Regarding public comment at city council meetings, Heater said, “I sincerely appreciate everyone who takes time to offer suggestions and input.” She acknowledges that she has learned from experience the importance of considering comments from people both inside and outside the city limits. She explained that the city has an established agenda request process, and anyone is welcome to participate.

Concerning strengthening relationships with the Nez Perce Tribe, Heater said, “my goal is working together to make Kamiah a safe, healthy, vibrant community and building a bridge between the city and the Nez Perce Tribe by communicating on a regular basis.” She added that she encourages tribal involvement for the infrastructure and hazard mitigation projects facing the city.

When asked about returning a marshal’s office to Kamiah, she said, “The relationship between the city and Lewis County Sheriff’s Office is strong and they are available to us 24/7.” She explained that contracting for three officers for Kamiah means that “we are never without coverage.” With the marshal’s office, if one of the three officers was sick, hurt or on vacation, there were only two left to cover 24-hour days.

Daniel L. Millward

Daniel Millward mug

Daniel Millward.

“I believe I will do a good job,” said Millward when asked why he was running for mayor. He cites his 18 years of experience serving on the Kamiah City Council. He has lived in Kamiah for all of his 60 years, graduating from Kamiah High School in 1979. Millward logged for 30+ years and knows retail. Millward, his wife and his daughter live in Kamiah.

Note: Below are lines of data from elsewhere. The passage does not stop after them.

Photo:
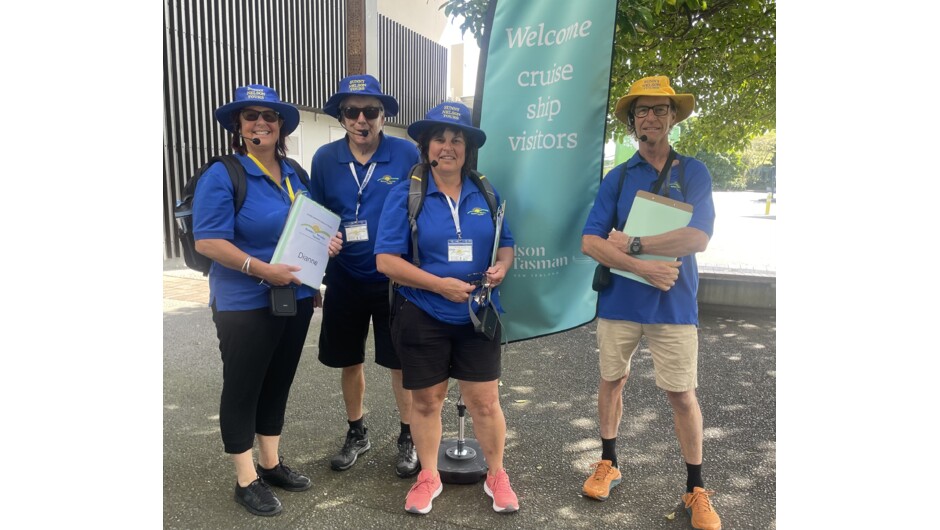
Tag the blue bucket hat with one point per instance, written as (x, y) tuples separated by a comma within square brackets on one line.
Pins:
[(450, 113), (360, 85), (261, 96)]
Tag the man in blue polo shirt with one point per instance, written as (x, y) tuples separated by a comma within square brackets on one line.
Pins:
[(352, 176), (666, 310)]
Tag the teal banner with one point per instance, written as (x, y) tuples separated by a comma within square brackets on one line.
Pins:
[(545, 72)]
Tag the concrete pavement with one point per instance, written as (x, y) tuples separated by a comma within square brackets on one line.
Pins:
[(548, 394)]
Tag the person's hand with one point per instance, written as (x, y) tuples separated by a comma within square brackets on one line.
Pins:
[(662, 274), (281, 274), (336, 245), (317, 299), (455, 290), (495, 275), (619, 240)]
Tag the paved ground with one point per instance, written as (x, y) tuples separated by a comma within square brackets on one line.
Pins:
[(548, 395)]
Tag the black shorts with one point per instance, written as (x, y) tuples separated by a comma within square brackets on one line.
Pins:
[(432, 351), (348, 307)]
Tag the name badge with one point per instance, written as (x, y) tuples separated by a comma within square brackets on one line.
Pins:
[(357, 231), (459, 250)]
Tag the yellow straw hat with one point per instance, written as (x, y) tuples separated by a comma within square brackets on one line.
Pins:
[(655, 86)]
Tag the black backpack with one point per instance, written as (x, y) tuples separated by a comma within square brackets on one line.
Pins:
[(183, 211)]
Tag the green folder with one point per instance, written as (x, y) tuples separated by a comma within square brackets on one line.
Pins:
[(652, 215)]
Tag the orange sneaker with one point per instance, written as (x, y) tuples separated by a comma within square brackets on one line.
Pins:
[(497, 487), (423, 493), (605, 477), (700, 508)]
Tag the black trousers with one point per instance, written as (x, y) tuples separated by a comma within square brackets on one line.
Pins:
[(260, 354)]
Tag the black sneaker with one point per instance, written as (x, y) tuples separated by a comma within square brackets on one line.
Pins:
[(258, 498), (357, 442), (284, 477), (407, 465)]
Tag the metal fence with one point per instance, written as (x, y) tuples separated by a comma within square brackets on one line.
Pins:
[(210, 47)]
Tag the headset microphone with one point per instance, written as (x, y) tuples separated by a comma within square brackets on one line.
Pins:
[(354, 131)]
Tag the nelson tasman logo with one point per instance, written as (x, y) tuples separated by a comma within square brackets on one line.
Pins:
[(316, 231)]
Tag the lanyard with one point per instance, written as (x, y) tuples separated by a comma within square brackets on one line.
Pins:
[(454, 214), (290, 190), (352, 169)]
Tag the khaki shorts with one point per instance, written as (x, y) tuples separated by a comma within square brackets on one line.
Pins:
[(674, 348)]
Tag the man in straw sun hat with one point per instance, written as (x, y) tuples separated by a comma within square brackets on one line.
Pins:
[(662, 307)]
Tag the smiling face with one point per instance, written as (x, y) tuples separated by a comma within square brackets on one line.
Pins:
[(654, 127), (266, 131), (449, 148), (358, 107)]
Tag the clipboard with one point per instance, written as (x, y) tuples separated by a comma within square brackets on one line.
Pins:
[(652, 215), (305, 240)]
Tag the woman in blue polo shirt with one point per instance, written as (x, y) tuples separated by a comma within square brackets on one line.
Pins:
[(432, 328), (260, 350)]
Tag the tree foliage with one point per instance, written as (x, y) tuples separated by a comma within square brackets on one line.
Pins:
[(723, 52)]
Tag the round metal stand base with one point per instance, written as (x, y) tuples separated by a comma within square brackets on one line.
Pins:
[(468, 468)]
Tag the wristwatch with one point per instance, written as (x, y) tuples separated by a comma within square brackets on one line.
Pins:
[(635, 247)]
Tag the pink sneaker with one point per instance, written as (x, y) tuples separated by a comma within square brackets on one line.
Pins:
[(497, 487), (423, 493)]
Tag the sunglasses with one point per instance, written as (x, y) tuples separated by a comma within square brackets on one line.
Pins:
[(352, 113), (658, 110), (252, 115)]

“Infrastructure, increased traffic and wastewater runoff” are the three top issues that Millward sees facing Kamiah moving forward. A grant writer and engineers are key to solving these problems, according to Millward.

“Just do my job,” said Millward when asked if there were any special projects or goals he would like to pursue. He does not see the need at this time to bring back a city marshal’s office to increase law enforcement presence in Kamiah.

Regarding public comment at city council meetings both for city residents and for people outside the city limits who work, shop, recreate and or have kids in school in Kamiah, Millward said “I will start up public comment again,” noting that he didn’t like that it was stopped.

“My doors will always be open,” said Millward, when asked what he would do as mayor to strengthen the relationship between the City of Kamiah and Nez Perce Tribe.